The statement came one day after China announced sweeping export controls on rare earth elements and related technologies. The new rules require foreign entities to obtain licenses to export products containing even trace amounts of Chinese rare earths or manufactured using Chinese processing technology, according to China’s Ministry of Commerce.
China processes approximately 90 percent of the world’s rare earths, minerals critical for manufacturing products ranging from smartphones and electric vehicles to fighter jets and missile systems. Its share of mining the minerals, however, is significantly lower, around 60 percent by most estimates.
Trump said the U.S. would “financially counter” China’s move. “One of the Policies that we are calculating at this moment is a massive increase of Tariffs on Chinese products coming into the United States of America,” he wrote, adding that “many other countermeasures” were under consideration.
The president added: “For every Element that they have been able to monopolize, we have two.”

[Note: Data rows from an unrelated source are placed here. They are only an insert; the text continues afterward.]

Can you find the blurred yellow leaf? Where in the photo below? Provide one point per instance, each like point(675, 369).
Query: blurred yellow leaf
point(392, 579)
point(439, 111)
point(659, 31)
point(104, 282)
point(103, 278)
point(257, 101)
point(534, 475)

China’s rare earth restrictions represent the latest in a series of actions by Beijing ahead of the planned presidential meeting. China has also imposed new port fees on U.S. ships, launched an antitrust investigation into U.S. chipmaker Qualcomm, and has also held back on purchases of American soybeans.
Trump and Xi were expected to continue trade negotiations at the South Korea summit later this month.
The U.S. maintains significant leverage in advanced semiconductor technology and manufacturing equipment. American companies and their allies control more than 90 percent of the equipment used in global semiconductor manufacturing, and China remains heavily dependent on foreign sources for advanced chips essential to artificial intelligence and military applications.
The confrontation comes months after Trump’s April tariff announcements triggered a retaliatory spiral that sent U.S. tariffs on Chinese goods to 145 percent while Chinese tariffs on U.S. goods reached 125 percent, causing significant market turmoil. In the months that followed, the U.S. and China held several high-level meetings and agreed to a temporary pause on tariff escalations.
The talks were aimed at reducing trade tensions and establishing the groundwork for a new trade deal between the two countries. In June, the U.S. and China specifically discussed rare earth shipments and established a mutual “framework” that the two sides said eased some tensions.